27. It is not too late for the Government to reconsider. In my opinion, the only redeeming feature of the order is that there is not the slightest prospect that it will be taken seriously or actually implemented. Even if every other country signed up, it would not be implemented. I just ask the Government to reconsider this unsatisfactory proposal.

13 May 2009 : Column 1061

Lord Leach of Fairford:

28. My Lords, I said that more than 30,000 had signed a petition coming out in public. I referred to a few people who still have not come out. Among those 30,000 are many of the most distinguished scientists in the world. I can happily supply my noble friend with a list of 20 very distinguished scientists, including IPCC lead authors.

Lord Leach of Fairford:

29. My Lords, perhaps I may quickly answer those pertinent points.
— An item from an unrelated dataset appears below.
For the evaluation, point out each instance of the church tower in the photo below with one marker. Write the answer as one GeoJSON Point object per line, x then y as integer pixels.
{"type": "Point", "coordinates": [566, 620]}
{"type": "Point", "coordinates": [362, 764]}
The big ice melting was about 12,000 years ago at the end of the last glaciation, which greatly increased sea levels. The more recent increases of about seven inches since the little ice age are thought by the experts to be due to thermal expansion, at which I think the noble Lord hinted. As the seas get a little warmer, they expand. At the moment, that is regarded to be the cause and not ice melting, because it has not melted.

Lord Berkeley:

My Lords, I am very grateful to the noble Lord. Will he explain what is causing the sea to expand? Presumably, it is getting warmer.

Lord Leach of Fairford:

30. Yes, my Lords, with the recovery from the little ice age that I referred to earlier, that is at about 0.6 degrees per century since about 1370.